Surely, he’d get the big picture ...
One week later, Sam Giancana met with Joseph Kennedy, Sr. Apart from their ethnicities the two had a great deal in common. Both were known to be shrewd, unsparing, and hard as nails when it came to business. Just as the Mob had always relied on movies and alcohol as fundamentals in building wealth, so had Kennedy. In a shadowy room, during one of the most secretive meetings ever held in the history of America, the two came together.
“So: You really think your kid’s tough enough for this?”
“Sure. He hates the same as I do.”
“Well,” Giancana sighed, grinning. “This whole thing can be arranged. But it’s gonna cost.”
Relaxing somewhat, the elder Kennedy smiled back. “Don’t buy a single vote more than necessary. I mean, I’ll be damned if I’m gonna pay for a landslide.”
*
Shortly thereafter, JFK won the election by one of the tightest margins in presidential politics. No sooner had the Kennedy era begun than Frankie was wined and dined in the White House. JFK’s wife didn’t care much for him so Sinatra came to think of Jacqueline as a snob, turned off by him being Italian.
Jacqueline Bouvier Kennedy cared not a whit as for anyone’s ethnicity. Her problem was not prejudice but personality; from day one, Jackie pegged Sinatra as a pimp at heart.
The snapping point came when he let slip a statement that revealed he was the one who orchestrated her husband’s wild carousing with Hollywood’s glamour girls.
“Well, as Jack told Marilyn ... Ooops! I mean, Jack said about Marilyn, to me ... in confidence, of course ...”
What kind of a man is this? And, according to the birds of a feather adage, what kind of a man does that make my husband?
Once the election was a done deal, Giancana planned to make use of Frank’s position in JFK’s unofficial cabinet.

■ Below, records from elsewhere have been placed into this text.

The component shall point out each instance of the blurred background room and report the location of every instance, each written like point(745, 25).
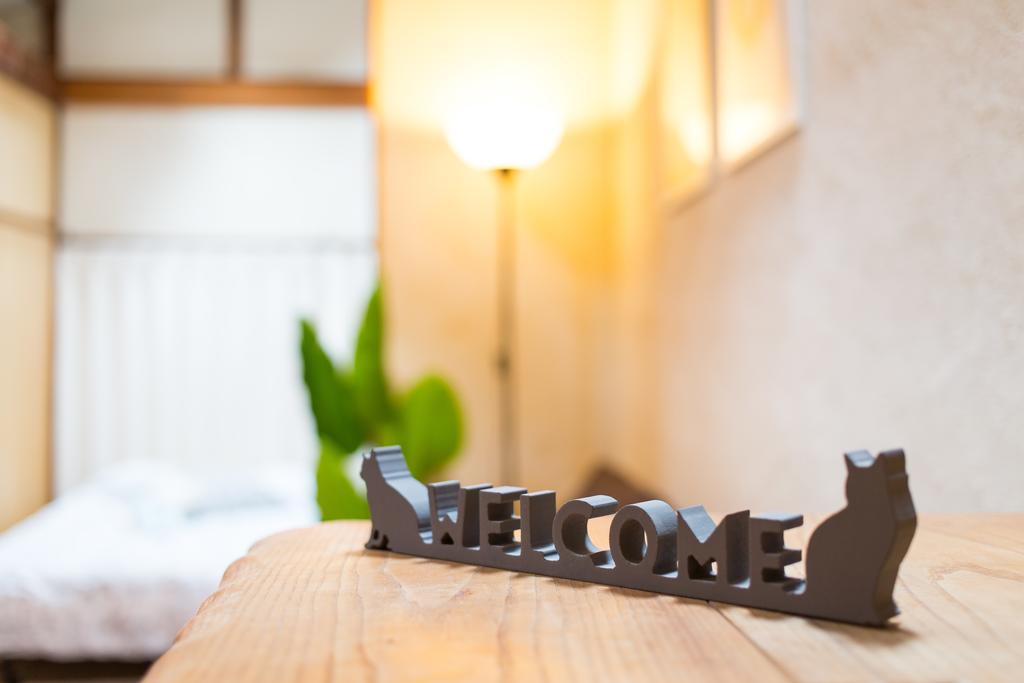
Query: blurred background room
point(692, 249)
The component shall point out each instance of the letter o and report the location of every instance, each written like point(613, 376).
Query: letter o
point(643, 538)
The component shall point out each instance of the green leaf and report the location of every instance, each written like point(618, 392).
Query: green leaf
point(336, 496)
point(430, 426)
point(372, 393)
point(331, 394)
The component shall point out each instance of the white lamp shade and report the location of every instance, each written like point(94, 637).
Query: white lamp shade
point(503, 133)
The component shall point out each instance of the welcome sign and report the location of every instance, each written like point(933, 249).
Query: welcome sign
point(852, 557)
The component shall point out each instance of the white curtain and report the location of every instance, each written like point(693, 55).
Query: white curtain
point(189, 353)
point(194, 239)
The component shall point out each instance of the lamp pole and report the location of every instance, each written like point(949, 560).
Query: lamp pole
point(509, 461)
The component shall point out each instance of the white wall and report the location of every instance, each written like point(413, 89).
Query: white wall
point(193, 241)
point(218, 171)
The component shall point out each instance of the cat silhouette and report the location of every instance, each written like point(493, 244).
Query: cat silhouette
point(853, 556)
point(398, 504)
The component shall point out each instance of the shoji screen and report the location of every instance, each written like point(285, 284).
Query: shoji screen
point(194, 239)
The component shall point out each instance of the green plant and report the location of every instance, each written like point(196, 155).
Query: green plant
point(355, 408)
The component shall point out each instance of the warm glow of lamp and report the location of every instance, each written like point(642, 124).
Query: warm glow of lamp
point(503, 133)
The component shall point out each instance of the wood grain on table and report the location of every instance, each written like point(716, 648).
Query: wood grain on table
point(312, 605)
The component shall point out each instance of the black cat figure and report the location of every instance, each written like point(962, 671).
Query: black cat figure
point(853, 556)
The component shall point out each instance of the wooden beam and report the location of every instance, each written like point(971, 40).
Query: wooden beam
point(235, 39)
point(214, 92)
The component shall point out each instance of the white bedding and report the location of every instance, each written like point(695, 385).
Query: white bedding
point(114, 568)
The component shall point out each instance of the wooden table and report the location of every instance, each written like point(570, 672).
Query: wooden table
point(313, 605)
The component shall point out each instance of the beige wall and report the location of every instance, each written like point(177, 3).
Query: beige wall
point(858, 287)
point(26, 256)
point(438, 224)
point(861, 286)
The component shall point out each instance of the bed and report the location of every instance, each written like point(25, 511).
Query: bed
point(112, 569)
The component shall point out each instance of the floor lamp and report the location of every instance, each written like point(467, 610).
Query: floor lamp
point(505, 140)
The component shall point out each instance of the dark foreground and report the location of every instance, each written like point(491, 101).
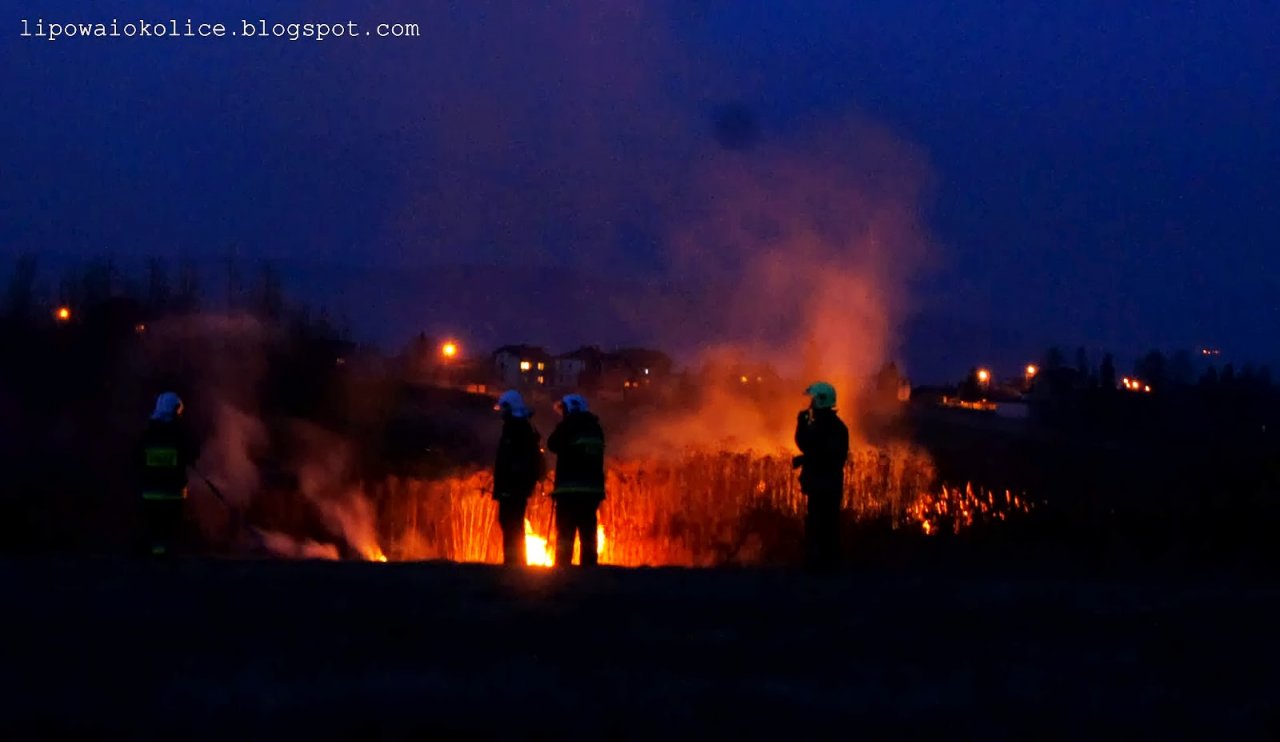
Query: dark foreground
point(325, 650)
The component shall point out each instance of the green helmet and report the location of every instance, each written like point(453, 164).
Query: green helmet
point(823, 394)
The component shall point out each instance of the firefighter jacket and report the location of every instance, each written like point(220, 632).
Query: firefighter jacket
point(823, 443)
point(577, 443)
point(164, 453)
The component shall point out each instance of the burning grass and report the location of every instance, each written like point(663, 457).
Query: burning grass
point(696, 509)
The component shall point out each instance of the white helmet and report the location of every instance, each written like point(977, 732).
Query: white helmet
point(511, 403)
point(572, 403)
point(168, 407)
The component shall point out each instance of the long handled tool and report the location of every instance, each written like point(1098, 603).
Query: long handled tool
point(551, 531)
point(237, 517)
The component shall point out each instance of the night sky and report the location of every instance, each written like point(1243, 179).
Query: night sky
point(1100, 173)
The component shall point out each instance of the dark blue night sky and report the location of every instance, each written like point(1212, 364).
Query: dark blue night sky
point(1102, 173)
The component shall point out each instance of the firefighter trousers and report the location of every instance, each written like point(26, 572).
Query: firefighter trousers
point(822, 530)
point(575, 518)
point(511, 518)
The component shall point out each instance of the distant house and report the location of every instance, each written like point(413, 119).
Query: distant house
point(522, 366)
point(580, 369)
point(589, 369)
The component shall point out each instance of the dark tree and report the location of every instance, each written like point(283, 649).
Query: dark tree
point(187, 298)
point(1054, 360)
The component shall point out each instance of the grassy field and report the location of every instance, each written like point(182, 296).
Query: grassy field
point(222, 649)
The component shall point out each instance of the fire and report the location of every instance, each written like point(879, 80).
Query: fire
point(696, 509)
point(536, 554)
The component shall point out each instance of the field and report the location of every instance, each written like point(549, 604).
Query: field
point(219, 649)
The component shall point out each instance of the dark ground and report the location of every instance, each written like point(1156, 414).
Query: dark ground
point(219, 649)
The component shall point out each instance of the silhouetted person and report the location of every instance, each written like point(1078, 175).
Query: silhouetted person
point(577, 443)
point(164, 453)
point(823, 443)
point(516, 472)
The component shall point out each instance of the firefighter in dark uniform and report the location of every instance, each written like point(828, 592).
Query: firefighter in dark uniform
point(165, 452)
point(516, 472)
point(577, 443)
point(823, 443)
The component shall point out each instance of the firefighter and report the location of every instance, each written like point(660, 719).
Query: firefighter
point(165, 452)
point(516, 472)
point(823, 443)
point(577, 443)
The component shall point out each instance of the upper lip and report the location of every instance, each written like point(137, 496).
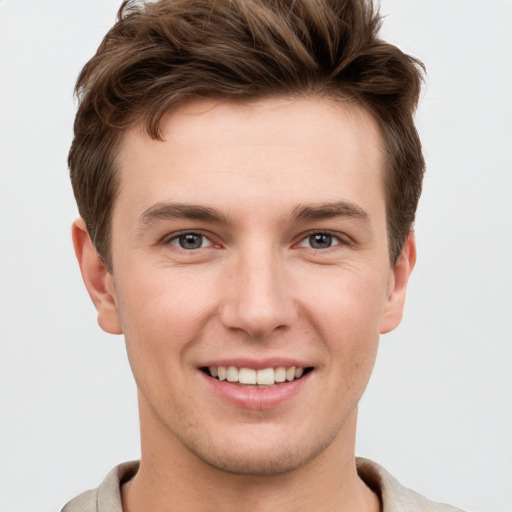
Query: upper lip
point(258, 364)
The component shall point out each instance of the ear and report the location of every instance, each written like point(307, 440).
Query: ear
point(394, 307)
point(97, 279)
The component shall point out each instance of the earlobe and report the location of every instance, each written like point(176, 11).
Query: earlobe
point(402, 271)
point(97, 279)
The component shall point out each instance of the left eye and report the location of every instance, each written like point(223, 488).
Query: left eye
point(190, 241)
point(319, 241)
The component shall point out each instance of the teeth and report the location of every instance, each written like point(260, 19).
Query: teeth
point(232, 374)
point(280, 374)
point(265, 376)
point(249, 376)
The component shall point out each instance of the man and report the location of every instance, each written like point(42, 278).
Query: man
point(247, 174)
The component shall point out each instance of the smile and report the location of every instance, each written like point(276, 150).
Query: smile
point(257, 378)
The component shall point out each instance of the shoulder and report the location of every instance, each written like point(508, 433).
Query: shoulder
point(107, 497)
point(395, 497)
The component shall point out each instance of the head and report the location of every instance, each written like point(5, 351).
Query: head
point(161, 55)
point(247, 172)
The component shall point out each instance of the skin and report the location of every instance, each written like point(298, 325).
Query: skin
point(275, 172)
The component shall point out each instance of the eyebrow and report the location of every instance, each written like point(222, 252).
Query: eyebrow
point(328, 211)
point(166, 211)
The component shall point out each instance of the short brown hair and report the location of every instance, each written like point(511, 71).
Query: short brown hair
point(163, 53)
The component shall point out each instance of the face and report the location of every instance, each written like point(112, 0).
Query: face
point(251, 278)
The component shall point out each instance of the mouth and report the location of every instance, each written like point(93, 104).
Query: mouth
point(256, 378)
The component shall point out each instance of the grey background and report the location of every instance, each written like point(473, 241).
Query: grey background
point(438, 411)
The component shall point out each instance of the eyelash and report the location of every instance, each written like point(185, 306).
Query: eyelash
point(175, 237)
point(336, 238)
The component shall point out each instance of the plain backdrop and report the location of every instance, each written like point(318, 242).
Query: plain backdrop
point(438, 410)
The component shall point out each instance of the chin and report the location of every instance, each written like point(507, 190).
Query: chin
point(264, 457)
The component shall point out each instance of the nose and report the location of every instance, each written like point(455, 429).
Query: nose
point(257, 296)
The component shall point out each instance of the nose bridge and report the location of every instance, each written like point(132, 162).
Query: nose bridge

Frank’s happy. Jack’s happy. Joe’s happy. But most of all, I’m happy. And it better damn well friggin’ stay that way ...
First, they’d hooked JFK up with Marilyn. She, like Sinatra, dreamed of class and thought that banging a president, instead of movie executives, would provide her with that. As to JFK, he wanted to fuck a fantasy. Neither was fully satisfied, but then again, who is when a dream becomes reality? The actuality, however good, can’t possibly live up to the perfection that exists only in one's imagination.
At any rate, Marilyn got JFK talking before and after and sometimes even during. She dutifully passed all he said along to Frankie, who in turn delivered the messages to Sam. A romantic at heart, Marilyn made the mistake of falling in love with JFK.
“Jack. Do you, in your fantasies, ever wonder what it might be like if the two of us were ... married?”
Immediately, he recoiled, as if in abject horror, made some silly excuse to get out of bed as swiftly as he could, then refused to take her ever more frenzied calls to the White House.
When Bobby mentioned he’d always been jealous of his big brother’s conquest, JFK gave him the go-ahead to make a move. Shortly, he and Marilyn were involved. Marilyn, being Marilyn, quickly decided Bobby was the great love of her life.
Bobby? He’d fucked her. Now he would like to forget her.
The shit finally hit the fan on the night of May 19, 1962. A gala had been planned at Madison Square Garden in New York to honor JFK’s 45th birthday, officially still ten days off. Marilyn talked her way into a seemingly innocuous star-turn, singing “Happy Birthday, Mr. President” before the audience of 15,000 high level celebrities, from politicians to the literati.
“Happy birthday to you; happy ...”
Even as she stepped up to the microphone, JFK sensed an absolute disaster in the making. Still, though, he managed to smile from ear to ear throughout the proceedings, Marilyn for that brief, intense moment completely in charge of everything; she, shimmering in the lights, queen of the whole wide world.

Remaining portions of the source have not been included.